Kobe Bryant hasn’t said too much about anything but basketball, since retiring from the game in 2016. However, that all changed when he sat down for an interview with ESPN.
Bryant recently spoke with former SportsCenter and current Undefeated writer, Jemele Hill. Bryant told Hill that he would have protested the anthem if he were still playing.
“Yeah, I would have participated in it, for sure,” Bryant said. “I’m sure I would have gotten some flak for it. That’s fine. I think that Colin’s message was a very simple one. It was police brutality needs to stop. We need to take a look at that.”
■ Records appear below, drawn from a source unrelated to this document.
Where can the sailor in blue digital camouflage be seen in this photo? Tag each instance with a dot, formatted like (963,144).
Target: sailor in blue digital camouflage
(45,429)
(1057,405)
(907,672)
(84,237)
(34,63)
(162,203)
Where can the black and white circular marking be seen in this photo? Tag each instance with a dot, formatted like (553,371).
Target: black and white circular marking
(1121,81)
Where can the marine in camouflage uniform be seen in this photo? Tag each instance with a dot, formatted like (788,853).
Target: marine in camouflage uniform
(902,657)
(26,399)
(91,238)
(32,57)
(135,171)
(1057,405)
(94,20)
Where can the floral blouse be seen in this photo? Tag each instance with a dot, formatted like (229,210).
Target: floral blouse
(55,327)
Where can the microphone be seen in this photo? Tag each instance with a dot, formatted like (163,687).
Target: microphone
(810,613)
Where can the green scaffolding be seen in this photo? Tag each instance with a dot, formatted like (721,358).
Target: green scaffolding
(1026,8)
Bryant also said that he believes the protests would have gone over fine in NBA locker-rooms.
“From my experience in the locker room, it doesn’t seem like any of the players that I played with certainly would have had an issue with that,” he said. “I think we understand this is a free country. I think we have the right to peaceful protest.”
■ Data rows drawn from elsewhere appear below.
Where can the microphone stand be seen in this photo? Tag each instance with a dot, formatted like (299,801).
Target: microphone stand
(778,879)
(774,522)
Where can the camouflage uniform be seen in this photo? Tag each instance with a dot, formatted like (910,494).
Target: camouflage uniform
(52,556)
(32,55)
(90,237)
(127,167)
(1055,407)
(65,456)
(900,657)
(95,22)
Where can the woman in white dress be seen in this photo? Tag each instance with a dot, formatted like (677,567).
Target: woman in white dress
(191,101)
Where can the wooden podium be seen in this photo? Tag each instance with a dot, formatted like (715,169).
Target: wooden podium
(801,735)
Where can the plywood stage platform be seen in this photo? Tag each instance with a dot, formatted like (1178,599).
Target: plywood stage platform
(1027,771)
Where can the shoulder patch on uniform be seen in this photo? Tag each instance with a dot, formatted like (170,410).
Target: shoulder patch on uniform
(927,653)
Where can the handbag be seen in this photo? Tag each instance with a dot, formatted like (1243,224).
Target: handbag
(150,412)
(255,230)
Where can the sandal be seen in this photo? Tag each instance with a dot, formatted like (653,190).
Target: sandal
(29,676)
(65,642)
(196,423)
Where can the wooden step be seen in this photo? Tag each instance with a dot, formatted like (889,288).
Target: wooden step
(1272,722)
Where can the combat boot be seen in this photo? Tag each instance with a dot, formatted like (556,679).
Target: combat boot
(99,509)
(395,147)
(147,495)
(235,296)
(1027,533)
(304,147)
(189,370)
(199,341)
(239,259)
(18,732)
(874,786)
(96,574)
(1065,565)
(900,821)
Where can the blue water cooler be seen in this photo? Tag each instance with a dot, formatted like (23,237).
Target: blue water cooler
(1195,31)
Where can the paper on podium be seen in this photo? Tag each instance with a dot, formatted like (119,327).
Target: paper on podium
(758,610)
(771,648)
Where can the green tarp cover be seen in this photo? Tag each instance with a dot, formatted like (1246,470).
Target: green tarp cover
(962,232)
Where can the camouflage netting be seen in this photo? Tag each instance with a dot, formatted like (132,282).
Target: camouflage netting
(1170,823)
However, despite Bryant’s bold proclamations about protesting, if he wanted to mimic Colin Kaepernick’s protest he wouldn’t have been able to do it in the NBA. The league has had a rule requiring players to stand for the anthem, dating back to the early nineties.
Bryant knows this of course, which makes his statement to Hill nothing but mere grand standing. After all, the NBA has no shortage of players who supported Colin Kaepernick and oppose President Trump, Steph Curry and LeBron James, the two biggest stars in the league, just to name two. Doesn’t it seem odd that neither of them have protested?
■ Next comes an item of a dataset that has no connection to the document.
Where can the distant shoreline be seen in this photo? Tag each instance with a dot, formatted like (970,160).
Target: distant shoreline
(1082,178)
That’s because it’s against the rules.
The NBA instituted its National Anthem rule when point guard Mahmoud Abdul-Rauf (who converted to Islam early in his career) refused to stand for the anthem and was suspended for a game.
Abdul-Rauf’s sentiment was expressly anti-American, as was Colin Kaepernick’s.
[Abdul-Rauf] also was confounding in ways that seemed to undermine his reason or message of hopefulness, whether indulging conspiracy theories (9/11 was an “inside job”), or insisting he’s owed an apology and possibly money because he had been blackballed by the NBA, or suggesting that our current civilization could be headed for a collapse akin to the Roman Empire.
Increasingly, he viewed the anthem and the flag as purely American symbols that were not inclusive — neither religiously nor politically. As he would say later, in the midst of explaining his position, “I’m a Muslim first and a Muslim last. My duty is to my creator, not to nationalistic ideology.” That ideology, he would remind people, had supported slavery and been integral to oppressing African-Americans. He viewed it, too, through the prism of the rise of Israel in the Middle East and, thus, a subjugation of Muslims.
Abdul-Rauf’s views are asinine. He mentions America’s history of slavery but doesn’t mention the brutal Barbary slave trade perpetrated by Muslims.
He also said America wasn’t inclusive religiously, but it’s one of the most religiously pluralistic societies on Earth. Meanwhile, Islamic theocracies are almost 100% Muslim with a handful of non-Muslims treated as second-class citizens (which is codified into law).
Abdul-Raul, as well as Kaepernick, indict America for sins other countries commit in far greater numbers.
If this is what Kobe Bryant supports, he’s completely out of touch.